[Verweerder] heeft de vorderingen in reconventie bestreden.
De rechtbank heeft bij tussenvonnis van 26 mei 1989 in conventie en in reconventie onder aanhouding van iedere verdere beslissing [eiser] tot bewijslevering toegelaten.
Tegen dit tussenvonnis heeft [eiser] hoger beroep ingesteld bij het gerechtshof te 's-Gravenhage. Bij memorie van grieven heeft [eiser] zijn eis in reconventie gewijzigd en met handhaving van hetgeen hij in prima had geëist, thans subsidiair gevorderd, voor zover de vorderingen of een van de vorderingen van [verweerder] in conventie zouden worden toegewezen, [verweerder] te veroordelen om aan [eiser] te vergoeden het voordeel dat [verweerder] heeft gehad van het gebruik van de litigieuze verbrandinstallatie c.q. het waterzijdig gedeelte daarvan, welk voordeel zal dienen te worden opgemaakt bij staat, en voor zoveel mogelijk zal dienen te worden verrekend met enige alsdan in conventie aan [verweerder] toegekende schadevergoeding, en voor het overige zal dienen te worden vereffend volgens de wet.

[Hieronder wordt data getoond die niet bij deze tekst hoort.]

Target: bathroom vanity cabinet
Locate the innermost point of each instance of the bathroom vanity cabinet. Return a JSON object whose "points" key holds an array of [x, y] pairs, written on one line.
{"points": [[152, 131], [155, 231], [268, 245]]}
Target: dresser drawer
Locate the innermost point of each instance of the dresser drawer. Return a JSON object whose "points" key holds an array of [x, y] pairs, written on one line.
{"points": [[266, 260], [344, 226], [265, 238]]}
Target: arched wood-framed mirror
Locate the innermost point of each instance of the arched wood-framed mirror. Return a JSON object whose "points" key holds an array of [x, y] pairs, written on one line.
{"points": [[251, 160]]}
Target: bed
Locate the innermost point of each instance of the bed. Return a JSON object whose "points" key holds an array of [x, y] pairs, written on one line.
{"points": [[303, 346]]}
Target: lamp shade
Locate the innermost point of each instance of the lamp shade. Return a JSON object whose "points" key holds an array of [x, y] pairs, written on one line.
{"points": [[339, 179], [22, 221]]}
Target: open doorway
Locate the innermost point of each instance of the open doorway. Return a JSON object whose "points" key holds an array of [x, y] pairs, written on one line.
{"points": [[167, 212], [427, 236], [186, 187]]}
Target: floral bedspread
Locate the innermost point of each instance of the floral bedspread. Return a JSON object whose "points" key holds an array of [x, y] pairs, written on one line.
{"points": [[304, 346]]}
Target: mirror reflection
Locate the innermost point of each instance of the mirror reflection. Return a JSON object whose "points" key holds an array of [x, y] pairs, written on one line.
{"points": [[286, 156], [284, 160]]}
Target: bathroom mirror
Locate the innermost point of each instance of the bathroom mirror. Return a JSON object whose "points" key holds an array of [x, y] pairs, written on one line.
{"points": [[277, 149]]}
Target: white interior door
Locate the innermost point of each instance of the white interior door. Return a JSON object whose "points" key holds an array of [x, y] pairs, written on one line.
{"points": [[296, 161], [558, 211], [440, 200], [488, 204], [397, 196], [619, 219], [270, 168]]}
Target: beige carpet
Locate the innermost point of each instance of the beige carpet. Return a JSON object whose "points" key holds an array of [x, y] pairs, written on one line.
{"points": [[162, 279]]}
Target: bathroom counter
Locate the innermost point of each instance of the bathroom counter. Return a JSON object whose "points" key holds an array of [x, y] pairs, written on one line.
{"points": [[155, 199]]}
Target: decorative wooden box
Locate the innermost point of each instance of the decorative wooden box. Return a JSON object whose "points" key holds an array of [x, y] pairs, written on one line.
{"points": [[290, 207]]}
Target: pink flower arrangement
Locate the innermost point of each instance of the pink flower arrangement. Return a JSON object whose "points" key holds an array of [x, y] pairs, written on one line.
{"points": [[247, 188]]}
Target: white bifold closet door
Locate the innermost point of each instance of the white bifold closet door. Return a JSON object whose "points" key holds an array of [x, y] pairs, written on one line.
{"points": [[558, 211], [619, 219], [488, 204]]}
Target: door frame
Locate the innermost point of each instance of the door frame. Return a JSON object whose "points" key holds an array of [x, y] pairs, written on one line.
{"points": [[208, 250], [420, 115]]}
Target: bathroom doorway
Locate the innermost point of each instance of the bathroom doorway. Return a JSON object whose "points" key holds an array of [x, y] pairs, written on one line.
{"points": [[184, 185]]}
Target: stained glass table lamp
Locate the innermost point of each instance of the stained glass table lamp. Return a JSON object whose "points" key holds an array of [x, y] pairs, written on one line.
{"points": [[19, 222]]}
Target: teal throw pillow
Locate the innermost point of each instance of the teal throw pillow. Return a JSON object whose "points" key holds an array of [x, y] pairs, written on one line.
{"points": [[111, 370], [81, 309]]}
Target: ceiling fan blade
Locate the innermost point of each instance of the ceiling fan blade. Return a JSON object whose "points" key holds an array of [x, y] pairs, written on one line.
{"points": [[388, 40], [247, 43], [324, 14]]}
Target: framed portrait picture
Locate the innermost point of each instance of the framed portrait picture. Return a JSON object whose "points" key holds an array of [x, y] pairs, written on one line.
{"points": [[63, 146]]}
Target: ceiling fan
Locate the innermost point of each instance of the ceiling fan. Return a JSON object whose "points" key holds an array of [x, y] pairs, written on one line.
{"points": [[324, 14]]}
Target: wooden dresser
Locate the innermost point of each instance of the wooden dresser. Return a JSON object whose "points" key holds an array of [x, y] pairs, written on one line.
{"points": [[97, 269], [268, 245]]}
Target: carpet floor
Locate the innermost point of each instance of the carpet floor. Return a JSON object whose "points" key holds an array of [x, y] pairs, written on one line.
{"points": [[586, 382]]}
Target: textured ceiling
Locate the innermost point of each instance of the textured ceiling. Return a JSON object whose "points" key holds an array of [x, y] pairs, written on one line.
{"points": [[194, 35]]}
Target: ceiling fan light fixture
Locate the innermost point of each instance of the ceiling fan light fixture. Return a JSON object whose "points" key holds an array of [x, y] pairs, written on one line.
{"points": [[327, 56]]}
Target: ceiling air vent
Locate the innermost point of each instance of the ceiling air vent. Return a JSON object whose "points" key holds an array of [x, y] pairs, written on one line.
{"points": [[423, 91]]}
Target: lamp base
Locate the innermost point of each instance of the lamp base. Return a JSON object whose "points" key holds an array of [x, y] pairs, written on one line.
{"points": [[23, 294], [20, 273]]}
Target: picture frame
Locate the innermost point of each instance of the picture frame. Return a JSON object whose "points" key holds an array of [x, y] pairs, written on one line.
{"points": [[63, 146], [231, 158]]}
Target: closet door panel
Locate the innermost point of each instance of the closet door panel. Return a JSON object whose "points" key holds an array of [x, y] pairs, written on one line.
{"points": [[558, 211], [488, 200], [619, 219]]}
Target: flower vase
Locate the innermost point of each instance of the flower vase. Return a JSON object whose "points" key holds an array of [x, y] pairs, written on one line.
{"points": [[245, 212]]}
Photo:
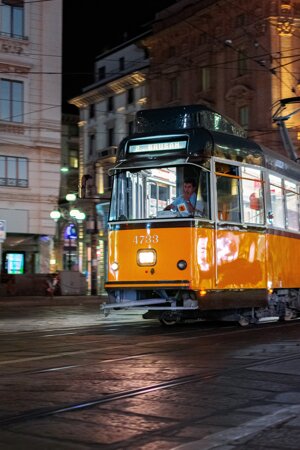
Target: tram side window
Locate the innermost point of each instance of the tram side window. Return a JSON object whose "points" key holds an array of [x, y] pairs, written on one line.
{"points": [[277, 198], [252, 194], [292, 219], [228, 193], [203, 197]]}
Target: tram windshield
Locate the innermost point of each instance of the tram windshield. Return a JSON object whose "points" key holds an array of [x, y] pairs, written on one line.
{"points": [[160, 193]]}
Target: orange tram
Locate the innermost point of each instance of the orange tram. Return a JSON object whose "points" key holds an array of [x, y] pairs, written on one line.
{"points": [[236, 256]]}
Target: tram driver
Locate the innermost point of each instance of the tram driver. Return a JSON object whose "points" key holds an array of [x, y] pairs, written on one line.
{"points": [[186, 203]]}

Bij arrest van 23 januari 1992 heeft het hof het bestreden vonnis vernietigd, de aan [eiser] verstrekte bewijsopdracht geherformuleerd en de zaak ter verdere afdoening naar de rechtbank teruggewezen.
Nadat getuigenverhoren hadden plaatsgevonden, heeft de rechtbank bij tussenvonnis van 18 mei 1995 in conventie en in reconventie, alvorens verder te beslissen, een comparitie van partijen gelast en [verweerder] tot bewijslevering toegelaten.
Na enquête en contra-enquête heeft [verweerder] zijn vordering in conventie gewijzigd en vermeerderd tot een bedrag van ƒ 502.441,05. [Eiser] heeft zich tegen deze eisvermeerdering verzet.
Bij rolbeschikking van 11 december 1997 heeft de rechtbank het verzet tegen de wijziging van eis gegrond en de wijziging ontoelaatbaar verklaard.
De rechtbank heeft bij eindvonnis van 25 maart 1999 zowel in conventie de vordering van [verweerder] als in reconventie de vordering van [eiser] afgewezen en de proceskosten tussen partijen gecompenseerd.
[Eiser] heeft tegen dit eindvonnis hoger beroep ingesteld bij het gerechtshof te 's-Gravenhage. [Verweerder] heeft incidenteel hoger beroep ingesteld.
Het hof heeft bij tussenarrest van 13 december 2002 [eiser] niet-ontvankelijk verklaard in het hoger beroep voor zover gericht tegen het tussenvonnis van 26 mei 1989 en [eiser] tot getuigenbewijs toegelaten. Na enquête heeft het hof bij eindarrest van 4 juni 2004, verbeterd bij arrest van 2 juli 2004, in het principaal en incidenteel appel het vonnis van de rechtbank te Rotterdam van 25 maart 1999 vernietigd en, opnieuw rechtdoende:
- de in het lichaam van de dagvaarding in eerste aanleg omschreven overeenkomsten van partijen ontbonden;
- [verweerder] veroordeeld tot vergoeding van de waarde van de ingevolge die overeenkomsten geleverde zaken ten bedrage van € 4.537,80, te vermeerderen met de wettelijke rente over dit bedrag vanaf de datum van dit arrest tot aan de dag der algehele voldoening;
- [eiser] veroordeeld tot betaling aan [verweerder] van een bedrag van € 14.281,42, te vermeerderen met de wettelijke rente over dit bedrag vanaf 20 augustus 1984 tot aan de dag der algehele voldoening;
- de proceskosten zowel van de eerste aanleg als van het hoger beroep in die zin gecompenseerd dat elke partij haar eigen kosten draagt;
- het meer of anders gevorderde afgewezen, en
- dit arrest voor wat de bovenstaande veroordelingen betreft uitvoerbaar bij voorraad verklaard.